"I am Theta born. Theta bred. And when I die, I'll be Theta dead."
I find sororities fascinating because they're so paradoxical. The bond of sisterhood and friendship is very affirming, very feminist; but the upholding of stereotypical gender norms and extreme femininity is kind of the opposite of feminism. Naturally, whenever I find something fascinating, I try to read about it as much as I can. PRETTY, NASTY, LOVELY is the second sorority-themed book I've managed to get my grubby mitts on. The first was called RUSH, and it was straight-up chick-lit that captures perfectly the party culture mentality of the mid-2000s. PRETTY, NASTY, LOVELY, on the other hand, is a thriller cast in the mold of Megan Abbott's girl noir fiction.
Emma Danelski joined a sorority because she was looking for that bond of sisterhood. She sort of found it, but only with the other outcasts; her relationship with the other girls is fraught with tension and a sense of betrayal. She was courted during Rush, only to be shoved aside as soon as she began paying her dues. Not only that, but Emma quickly realizes that the other girls have problems of their own that run the gamut from eating disorders to blackmail, and have no time for her own issues. And Emma does have issues. She is guarding a terrible secret that some of the other girls lord over her, and that secret threatens to come to light when one of her sisters, a troubled girl named Lydia, is found dead.
Everyone thinks it's suicide. But is it, really?

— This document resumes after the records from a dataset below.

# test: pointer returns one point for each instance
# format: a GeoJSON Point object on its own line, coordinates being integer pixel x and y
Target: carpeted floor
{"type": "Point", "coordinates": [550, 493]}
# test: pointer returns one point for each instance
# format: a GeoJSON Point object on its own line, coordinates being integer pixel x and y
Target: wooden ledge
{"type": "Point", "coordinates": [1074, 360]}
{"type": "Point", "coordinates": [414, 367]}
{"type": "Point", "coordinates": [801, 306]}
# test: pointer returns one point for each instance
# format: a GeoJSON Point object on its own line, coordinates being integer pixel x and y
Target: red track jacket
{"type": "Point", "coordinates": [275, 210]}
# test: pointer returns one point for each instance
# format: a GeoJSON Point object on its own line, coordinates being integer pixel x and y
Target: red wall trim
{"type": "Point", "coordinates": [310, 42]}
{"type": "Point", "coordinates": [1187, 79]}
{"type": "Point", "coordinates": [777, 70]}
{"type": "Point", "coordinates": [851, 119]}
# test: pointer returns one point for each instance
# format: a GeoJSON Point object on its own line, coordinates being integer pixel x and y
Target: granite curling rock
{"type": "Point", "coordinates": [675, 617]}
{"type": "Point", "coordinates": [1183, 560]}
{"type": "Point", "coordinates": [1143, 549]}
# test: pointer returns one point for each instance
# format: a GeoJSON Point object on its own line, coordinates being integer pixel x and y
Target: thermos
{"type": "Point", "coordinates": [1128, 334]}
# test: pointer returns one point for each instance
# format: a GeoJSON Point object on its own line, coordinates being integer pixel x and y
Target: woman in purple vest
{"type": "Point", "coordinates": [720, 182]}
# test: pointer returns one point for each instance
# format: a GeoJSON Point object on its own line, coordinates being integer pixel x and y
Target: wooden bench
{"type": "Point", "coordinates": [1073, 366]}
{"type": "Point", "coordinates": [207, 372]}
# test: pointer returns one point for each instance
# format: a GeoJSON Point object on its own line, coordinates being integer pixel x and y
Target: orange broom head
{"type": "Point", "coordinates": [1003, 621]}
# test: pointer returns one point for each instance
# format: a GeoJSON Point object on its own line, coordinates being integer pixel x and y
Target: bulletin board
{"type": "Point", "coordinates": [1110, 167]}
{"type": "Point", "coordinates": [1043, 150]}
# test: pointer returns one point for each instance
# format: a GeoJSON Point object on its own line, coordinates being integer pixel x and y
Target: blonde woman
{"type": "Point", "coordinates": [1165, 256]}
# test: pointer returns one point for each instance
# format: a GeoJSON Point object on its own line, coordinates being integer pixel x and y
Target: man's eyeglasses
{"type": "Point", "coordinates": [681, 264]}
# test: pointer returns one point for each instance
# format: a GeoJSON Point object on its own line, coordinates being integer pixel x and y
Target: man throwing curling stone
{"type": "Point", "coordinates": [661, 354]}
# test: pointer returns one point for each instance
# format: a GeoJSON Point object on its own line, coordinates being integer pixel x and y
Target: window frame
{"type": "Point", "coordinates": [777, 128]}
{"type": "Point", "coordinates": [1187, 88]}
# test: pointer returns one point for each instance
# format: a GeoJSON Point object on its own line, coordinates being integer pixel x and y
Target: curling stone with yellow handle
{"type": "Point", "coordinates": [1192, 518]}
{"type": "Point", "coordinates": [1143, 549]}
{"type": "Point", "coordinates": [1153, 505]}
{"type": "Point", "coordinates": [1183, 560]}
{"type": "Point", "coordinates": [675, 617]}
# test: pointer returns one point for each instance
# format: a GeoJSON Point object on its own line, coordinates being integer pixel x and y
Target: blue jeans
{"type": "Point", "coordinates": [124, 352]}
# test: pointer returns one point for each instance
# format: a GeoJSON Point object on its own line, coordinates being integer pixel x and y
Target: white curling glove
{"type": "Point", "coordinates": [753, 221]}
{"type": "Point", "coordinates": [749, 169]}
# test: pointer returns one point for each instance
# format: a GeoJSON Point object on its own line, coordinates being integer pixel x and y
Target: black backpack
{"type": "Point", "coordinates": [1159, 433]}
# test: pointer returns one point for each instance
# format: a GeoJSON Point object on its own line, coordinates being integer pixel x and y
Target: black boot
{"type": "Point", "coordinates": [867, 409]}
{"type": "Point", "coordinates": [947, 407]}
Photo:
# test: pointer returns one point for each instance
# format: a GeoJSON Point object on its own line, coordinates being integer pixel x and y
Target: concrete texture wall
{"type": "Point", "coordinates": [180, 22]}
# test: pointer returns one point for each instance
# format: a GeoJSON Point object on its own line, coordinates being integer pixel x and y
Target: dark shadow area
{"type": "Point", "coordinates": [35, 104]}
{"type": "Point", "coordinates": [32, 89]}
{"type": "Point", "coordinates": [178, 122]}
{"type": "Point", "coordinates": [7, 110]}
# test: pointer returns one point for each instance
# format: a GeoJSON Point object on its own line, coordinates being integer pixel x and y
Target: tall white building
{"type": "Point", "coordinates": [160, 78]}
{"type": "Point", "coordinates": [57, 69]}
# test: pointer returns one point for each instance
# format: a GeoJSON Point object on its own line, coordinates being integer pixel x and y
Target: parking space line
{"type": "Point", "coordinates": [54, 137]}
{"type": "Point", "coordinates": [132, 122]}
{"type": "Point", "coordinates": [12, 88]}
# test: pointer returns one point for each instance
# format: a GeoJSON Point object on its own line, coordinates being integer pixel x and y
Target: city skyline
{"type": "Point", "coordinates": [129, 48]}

PRETTY, NASTY, LOVELY doesn't have a lot of reviews or hype, which shocked me, because books like these - thrillers about troubled women - have become so trendy with the success of titles like THE GIRL ON THE TRAIN and GONE GIRL. PRETTY, NASTY, LOVELY is more Megan Abbott than Gillian Flynn, and I was honestly shocked that the publisher didn't jump at the opportunity to tout that similarity in the blurb (even though I loathe such "If you liked X, then you'll just loooooove Y!"-type comparisons). The problem, I think, is that it has no clear audience. The parts narrated by Emma (and, occasionally, some of the other girls) are very much new adult. But then, bizarrely, some of the adults have POVs too, like Dr. Finn, who is dealing with an obsessive and emotionally manipulative wife as well as his guilt over being unable to prevent Lydia's death, and Dean Cho, who wants to create a suicide prevention task force, as well as help the cops with the investigation to the best of her ability, but whose heavy-handedness harms more than it helps.
There are a lot of great subjects in here, important, controversial subjects - suicide, abortion, mental health, racism, classicism, psychological disorders, family, sisterhood, friendship, marriage, etc. - and for the most part, I felt that the author handled them pretty well, which made me think of Megan Abbott again because she handles a lot of those dark, unpleasant sides of girlhood and womanhood, the grit underneath the glamor, so to speak, no matter how unpleasant it is to read about.
This book would have scored a higher rating for me, if it weren't for the fact that (1) I felt like it attempted to accomplish too much, and ended up glancing on a lot of stuff it should have fleshed out more and wallowing in material that could have been cut; (2) the predictability of the ending and the villain(s); and (3) the bad way the POV swaps were handled. They were not labeled, and sometimes occurred mid-chapter, so it could be difficult to keep track of who had the floor at the moment.
That said, I think if you enjoy Megan Abbott's work, you'll probably enjoy this. I know I did.
Thanks to Netgalley/the publisher for the review copy!